音楽のわかりやすさ

12月のピアノ協奏曲の初演の反応。

これが、まっぷたつに反応が分かれますね。

「わかりやすい。」と言う人と、「ちんぷんかんぷん。」という人とに真っ二つに反応が分かれました。

今は、評論家など専門家の批評ではなく、一般の音楽ファンで聴きに来た方の感想などもネットで読めたりします。

ちんぷんかんぷん、難解、わけがわからない現代音楽だと反応している方の多くは、古典派やロマン派の名曲は好きだが近現代音楽を普段聴く機会の少ない方と見受けられ、ラフマニノフを演奏されるのなら行ってみようと足を運んだ方が多いようです。
一方、ある程度、ストラヴィンスキーバルトークあたりなら普段、聴くという方には、とくに抵抗なく聴いて頂けた様子。

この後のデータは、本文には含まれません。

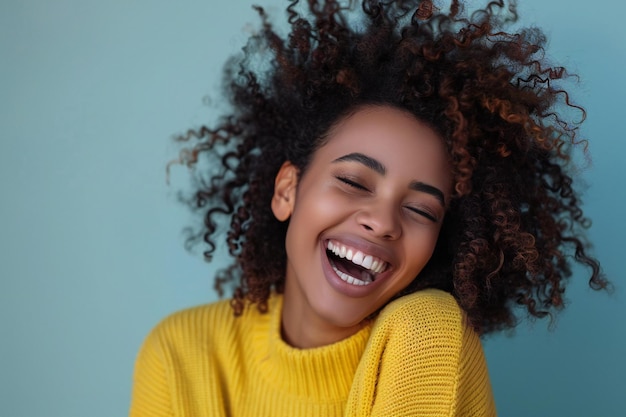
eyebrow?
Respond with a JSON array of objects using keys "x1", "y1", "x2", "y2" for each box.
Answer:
[{"x1": 333, "y1": 152, "x2": 446, "y2": 206}]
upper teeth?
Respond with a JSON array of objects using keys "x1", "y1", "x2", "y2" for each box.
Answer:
[{"x1": 327, "y1": 241, "x2": 387, "y2": 274}]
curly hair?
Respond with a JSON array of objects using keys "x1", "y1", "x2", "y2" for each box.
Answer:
[{"x1": 173, "y1": 0, "x2": 608, "y2": 334}]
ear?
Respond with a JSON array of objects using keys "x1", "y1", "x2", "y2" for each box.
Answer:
[{"x1": 272, "y1": 161, "x2": 298, "y2": 222}]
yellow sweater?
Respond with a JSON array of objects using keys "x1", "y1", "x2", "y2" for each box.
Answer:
[{"x1": 130, "y1": 290, "x2": 495, "y2": 417}]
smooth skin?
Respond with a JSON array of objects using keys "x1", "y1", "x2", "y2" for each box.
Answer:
[{"x1": 272, "y1": 106, "x2": 452, "y2": 348}]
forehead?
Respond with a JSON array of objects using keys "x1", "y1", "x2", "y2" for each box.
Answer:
[{"x1": 313, "y1": 106, "x2": 452, "y2": 189}]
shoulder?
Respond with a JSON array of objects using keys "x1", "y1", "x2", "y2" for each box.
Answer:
[{"x1": 376, "y1": 289, "x2": 466, "y2": 334}]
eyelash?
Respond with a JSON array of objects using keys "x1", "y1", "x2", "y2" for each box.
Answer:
[
  {"x1": 336, "y1": 176, "x2": 438, "y2": 222},
  {"x1": 337, "y1": 176, "x2": 370, "y2": 192}
]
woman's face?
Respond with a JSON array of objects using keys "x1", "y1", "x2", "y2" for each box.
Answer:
[{"x1": 272, "y1": 106, "x2": 452, "y2": 347}]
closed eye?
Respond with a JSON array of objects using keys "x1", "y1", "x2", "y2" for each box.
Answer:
[
  {"x1": 336, "y1": 176, "x2": 369, "y2": 192},
  {"x1": 406, "y1": 206, "x2": 439, "y2": 223}
]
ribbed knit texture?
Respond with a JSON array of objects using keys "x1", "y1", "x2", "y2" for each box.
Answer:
[{"x1": 130, "y1": 290, "x2": 495, "y2": 417}]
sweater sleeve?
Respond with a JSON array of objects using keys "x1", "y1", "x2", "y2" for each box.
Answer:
[
  {"x1": 129, "y1": 327, "x2": 174, "y2": 417},
  {"x1": 346, "y1": 290, "x2": 495, "y2": 417}
]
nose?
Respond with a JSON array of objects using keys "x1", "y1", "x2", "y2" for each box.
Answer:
[{"x1": 356, "y1": 202, "x2": 402, "y2": 240}]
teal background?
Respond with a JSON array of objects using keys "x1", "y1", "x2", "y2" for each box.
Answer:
[{"x1": 0, "y1": 0, "x2": 626, "y2": 417}]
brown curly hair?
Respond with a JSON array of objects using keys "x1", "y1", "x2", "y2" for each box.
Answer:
[{"x1": 172, "y1": 0, "x2": 607, "y2": 333}]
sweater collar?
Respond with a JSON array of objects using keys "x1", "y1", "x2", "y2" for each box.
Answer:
[{"x1": 255, "y1": 295, "x2": 371, "y2": 403}]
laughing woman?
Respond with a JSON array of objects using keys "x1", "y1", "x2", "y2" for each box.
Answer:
[{"x1": 131, "y1": 0, "x2": 607, "y2": 417}]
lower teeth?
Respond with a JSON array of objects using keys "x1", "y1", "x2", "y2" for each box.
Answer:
[{"x1": 330, "y1": 261, "x2": 372, "y2": 285}]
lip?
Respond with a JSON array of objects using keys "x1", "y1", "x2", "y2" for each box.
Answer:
[{"x1": 320, "y1": 236, "x2": 394, "y2": 298}]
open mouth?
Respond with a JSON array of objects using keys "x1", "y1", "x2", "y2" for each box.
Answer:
[{"x1": 326, "y1": 240, "x2": 389, "y2": 285}]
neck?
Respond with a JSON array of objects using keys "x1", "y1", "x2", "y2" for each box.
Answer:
[{"x1": 281, "y1": 280, "x2": 367, "y2": 349}]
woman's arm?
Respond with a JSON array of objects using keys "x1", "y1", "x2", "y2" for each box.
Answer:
[
  {"x1": 346, "y1": 290, "x2": 496, "y2": 417},
  {"x1": 129, "y1": 329, "x2": 174, "y2": 417}
]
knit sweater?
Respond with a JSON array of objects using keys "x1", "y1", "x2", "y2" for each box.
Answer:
[{"x1": 130, "y1": 290, "x2": 495, "y2": 417}]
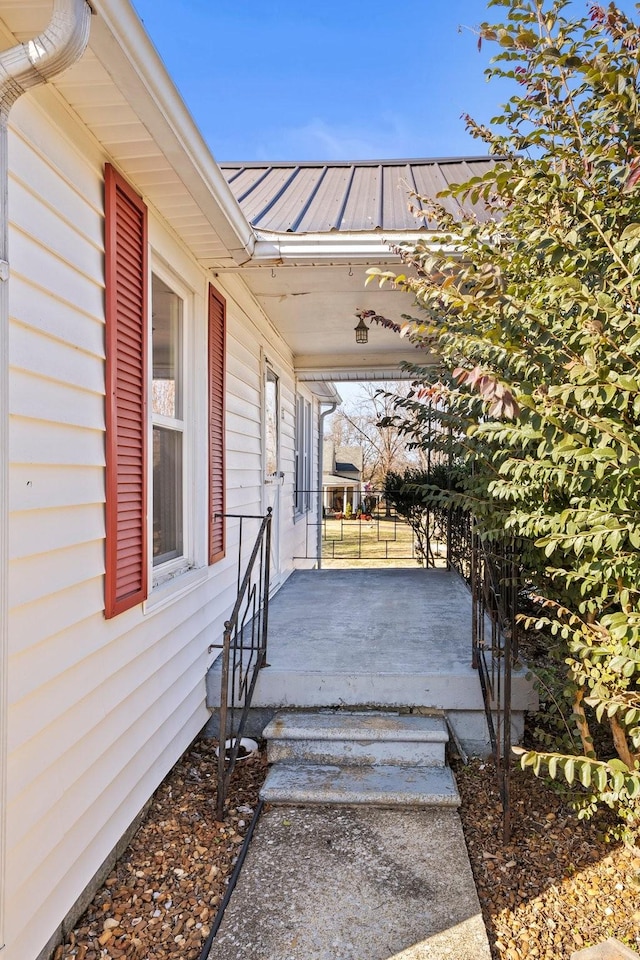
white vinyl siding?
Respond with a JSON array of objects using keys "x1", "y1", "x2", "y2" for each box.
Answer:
[{"x1": 0, "y1": 97, "x2": 302, "y2": 960}]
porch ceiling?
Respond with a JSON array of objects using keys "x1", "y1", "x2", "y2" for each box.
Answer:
[{"x1": 232, "y1": 262, "x2": 433, "y2": 382}]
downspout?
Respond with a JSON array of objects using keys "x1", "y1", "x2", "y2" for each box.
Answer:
[
  {"x1": 0, "y1": 0, "x2": 91, "y2": 950},
  {"x1": 316, "y1": 401, "x2": 338, "y2": 570}
]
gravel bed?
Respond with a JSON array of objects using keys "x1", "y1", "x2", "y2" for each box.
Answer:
[
  {"x1": 54, "y1": 739, "x2": 266, "y2": 960},
  {"x1": 456, "y1": 761, "x2": 640, "y2": 960},
  {"x1": 54, "y1": 739, "x2": 640, "y2": 960}
]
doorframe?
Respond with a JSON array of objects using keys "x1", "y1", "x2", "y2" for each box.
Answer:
[{"x1": 260, "y1": 350, "x2": 284, "y2": 591}]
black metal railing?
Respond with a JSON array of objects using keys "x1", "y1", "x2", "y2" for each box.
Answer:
[
  {"x1": 209, "y1": 509, "x2": 272, "y2": 820},
  {"x1": 449, "y1": 513, "x2": 520, "y2": 843},
  {"x1": 295, "y1": 487, "x2": 448, "y2": 567}
]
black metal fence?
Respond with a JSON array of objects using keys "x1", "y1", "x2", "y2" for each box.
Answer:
[
  {"x1": 448, "y1": 512, "x2": 521, "y2": 843},
  {"x1": 209, "y1": 509, "x2": 271, "y2": 820},
  {"x1": 295, "y1": 485, "x2": 447, "y2": 567}
]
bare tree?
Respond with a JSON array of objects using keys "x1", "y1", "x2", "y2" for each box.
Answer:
[{"x1": 326, "y1": 381, "x2": 421, "y2": 486}]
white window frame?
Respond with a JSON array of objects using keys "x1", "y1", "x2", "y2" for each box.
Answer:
[{"x1": 147, "y1": 256, "x2": 197, "y2": 603}]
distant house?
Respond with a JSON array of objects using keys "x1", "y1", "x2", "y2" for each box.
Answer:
[
  {"x1": 322, "y1": 440, "x2": 363, "y2": 516},
  {"x1": 0, "y1": 0, "x2": 500, "y2": 960}
]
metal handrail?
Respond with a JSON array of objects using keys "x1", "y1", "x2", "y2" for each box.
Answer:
[{"x1": 209, "y1": 508, "x2": 272, "y2": 820}]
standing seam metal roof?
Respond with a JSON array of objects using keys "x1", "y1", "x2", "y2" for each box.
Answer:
[{"x1": 219, "y1": 157, "x2": 502, "y2": 234}]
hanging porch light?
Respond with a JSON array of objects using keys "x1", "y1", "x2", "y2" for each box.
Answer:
[{"x1": 354, "y1": 317, "x2": 369, "y2": 343}]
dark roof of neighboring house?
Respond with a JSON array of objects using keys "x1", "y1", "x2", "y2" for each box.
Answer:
[
  {"x1": 219, "y1": 157, "x2": 501, "y2": 234},
  {"x1": 334, "y1": 460, "x2": 361, "y2": 476}
]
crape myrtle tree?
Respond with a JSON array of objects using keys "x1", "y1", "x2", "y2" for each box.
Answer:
[{"x1": 369, "y1": 0, "x2": 640, "y2": 828}]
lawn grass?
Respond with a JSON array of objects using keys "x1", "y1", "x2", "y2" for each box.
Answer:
[{"x1": 322, "y1": 518, "x2": 444, "y2": 567}]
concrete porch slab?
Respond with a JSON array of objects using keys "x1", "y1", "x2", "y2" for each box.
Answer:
[
  {"x1": 209, "y1": 807, "x2": 490, "y2": 960},
  {"x1": 207, "y1": 567, "x2": 536, "y2": 752}
]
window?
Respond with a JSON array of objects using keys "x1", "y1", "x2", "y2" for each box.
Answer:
[
  {"x1": 295, "y1": 394, "x2": 313, "y2": 514},
  {"x1": 151, "y1": 274, "x2": 185, "y2": 567},
  {"x1": 105, "y1": 165, "x2": 226, "y2": 617}
]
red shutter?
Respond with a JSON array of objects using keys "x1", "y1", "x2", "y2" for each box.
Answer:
[
  {"x1": 105, "y1": 164, "x2": 148, "y2": 617},
  {"x1": 209, "y1": 286, "x2": 226, "y2": 563}
]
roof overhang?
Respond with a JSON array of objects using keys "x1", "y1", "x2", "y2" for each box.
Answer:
[{"x1": 0, "y1": 0, "x2": 255, "y2": 267}]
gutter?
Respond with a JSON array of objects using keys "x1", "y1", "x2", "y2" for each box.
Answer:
[
  {"x1": 0, "y1": 0, "x2": 92, "y2": 950},
  {"x1": 246, "y1": 231, "x2": 455, "y2": 266}
]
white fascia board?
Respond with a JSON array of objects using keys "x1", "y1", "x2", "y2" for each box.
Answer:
[
  {"x1": 91, "y1": 0, "x2": 255, "y2": 264},
  {"x1": 252, "y1": 231, "x2": 455, "y2": 266}
]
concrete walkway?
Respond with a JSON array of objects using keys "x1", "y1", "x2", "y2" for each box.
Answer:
[{"x1": 209, "y1": 807, "x2": 490, "y2": 960}]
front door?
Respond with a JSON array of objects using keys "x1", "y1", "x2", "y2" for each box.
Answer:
[{"x1": 264, "y1": 362, "x2": 283, "y2": 587}]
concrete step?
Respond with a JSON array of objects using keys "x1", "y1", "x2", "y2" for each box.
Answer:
[
  {"x1": 260, "y1": 763, "x2": 460, "y2": 807},
  {"x1": 264, "y1": 711, "x2": 448, "y2": 767}
]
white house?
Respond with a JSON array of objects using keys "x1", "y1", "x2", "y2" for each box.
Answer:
[{"x1": 0, "y1": 0, "x2": 498, "y2": 960}]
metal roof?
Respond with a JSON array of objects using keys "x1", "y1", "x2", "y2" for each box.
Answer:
[{"x1": 219, "y1": 157, "x2": 499, "y2": 234}]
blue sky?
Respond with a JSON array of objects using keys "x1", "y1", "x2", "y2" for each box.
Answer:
[
  {"x1": 133, "y1": 0, "x2": 516, "y2": 160},
  {"x1": 133, "y1": 0, "x2": 636, "y2": 160}
]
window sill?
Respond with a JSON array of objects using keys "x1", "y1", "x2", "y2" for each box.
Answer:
[{"x1": 143, "y1": 567, "x2": 208, "y2": 614}]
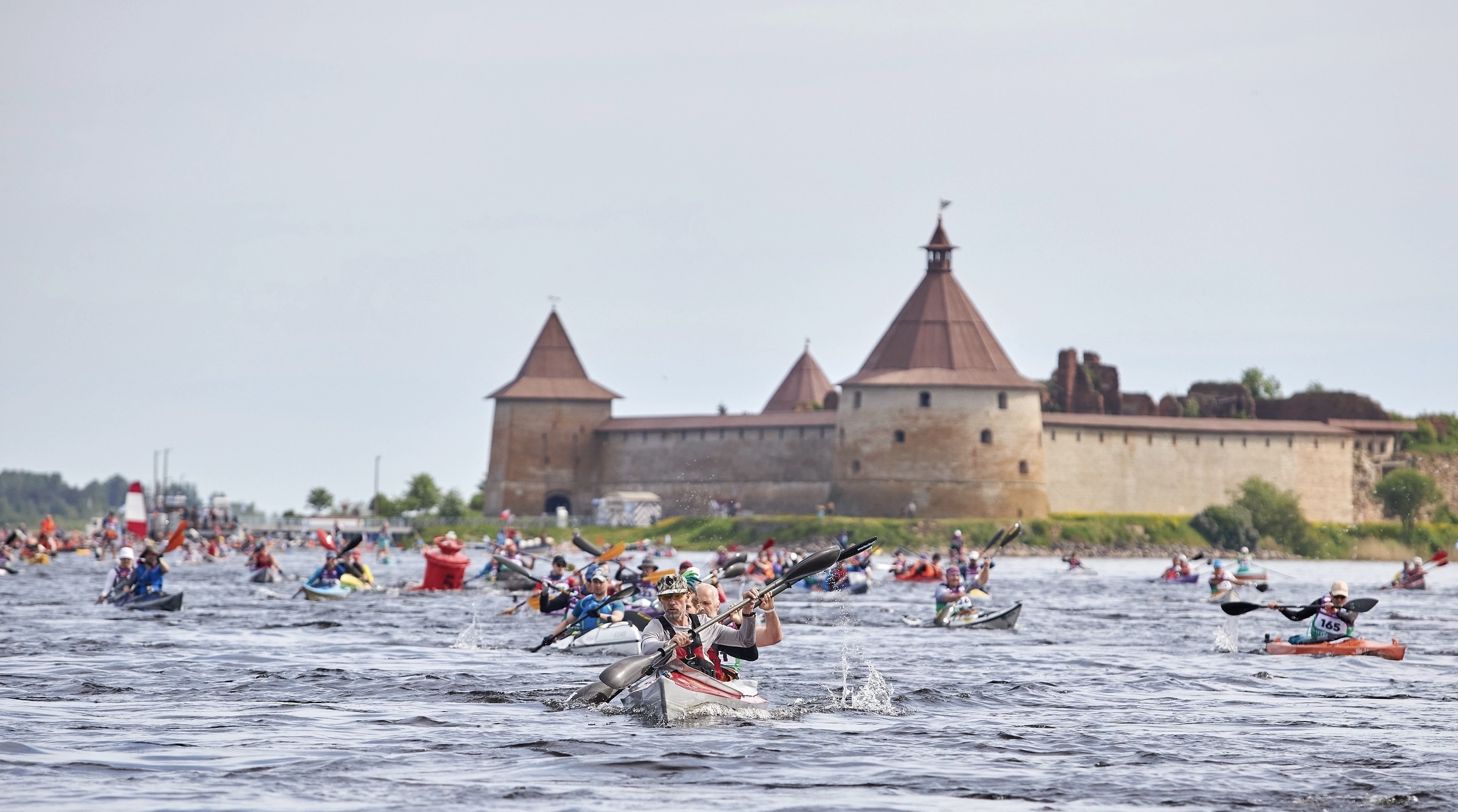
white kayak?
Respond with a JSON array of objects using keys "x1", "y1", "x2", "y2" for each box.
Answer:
[
  {"x1": 623, "y1": 662, "x2": 770, "y2": 721},
  {"x1": 553, "y1": 621, "x2": 643, "y2": 658},
  {"x1": 901, "y1": 598, "x2": 1022, "y2": 628}
]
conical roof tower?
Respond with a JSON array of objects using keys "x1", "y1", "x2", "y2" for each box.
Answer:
[
  {"x1": 764, "y1": 344, "x2": 835, "y2": 413},
  {"x1": 487, "y1": 309, "x2": 623, "y2": 401},
  {"x1": 842, "y1": 217, "x2": 1038, "y2": 389}
]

とはいえ、作曲者としては、演奏者には難しいとしても、聴く人にはわかりやすい音楽、また美しい音、聴いて楽しめる音楽をごく自然に書き綴っただけにも関わらず、全く、それが伝わらないというのはどういうことなのだろうか?

 最近は、ネットで一般の音楽ファンの方が演奏会の感想を個人的に書いているのを目にすることが出来ますが、例えば、在阪オーケストラなどが、アイヴスあたりの近代の曲を演奏した後に検索すると、こうした曲でも、よくわからない曲が入っていたと感想を述べ、プロコフィエフでさえ苦手と書いている人もいる一方で、こうした近現代作品こそ刺激的で面白いプログラミングだとして楽しみにしている音楽愛好家も沢山いる。
 
 音楽は聴衆あってのコミュニケートだから、曲は判りやすく書こうと努めているが、ストラヴィンスキーやアイヴスでも難解だという人との100年の受容のギャップは大きい。
美術でいえば、ピカソやミロやマチスカンディンスキーさえほとんど大多数が鑑賞経験が無いというくらいの受容状況だろうか。
まず、ごく当たり前に、20世紀の近現代音楽の優れた作品が日常的に聴かれて馴染まれているという成熟した音楽生活の状況が生まれることが、聴衆と新しい音楽の幸福な関係を回復させる為の前提ではないかと思う。
そうでないと、ごく自然に、20世紀以降の音で書いた音楽が、まるで伝わらないということになる。

 そういう意味でも、在阪オーケストラが、20世紀の名曲を上手く盛り込んだ企画でプログラムの幅を広げつつあり、比較的受け入れられやすい作風の作曲家の新作を取り上げて初演物への心理的抵抗感も取り除いていっているのは、とても創造的な状況を作り出す、素晴らしい動きであると思う。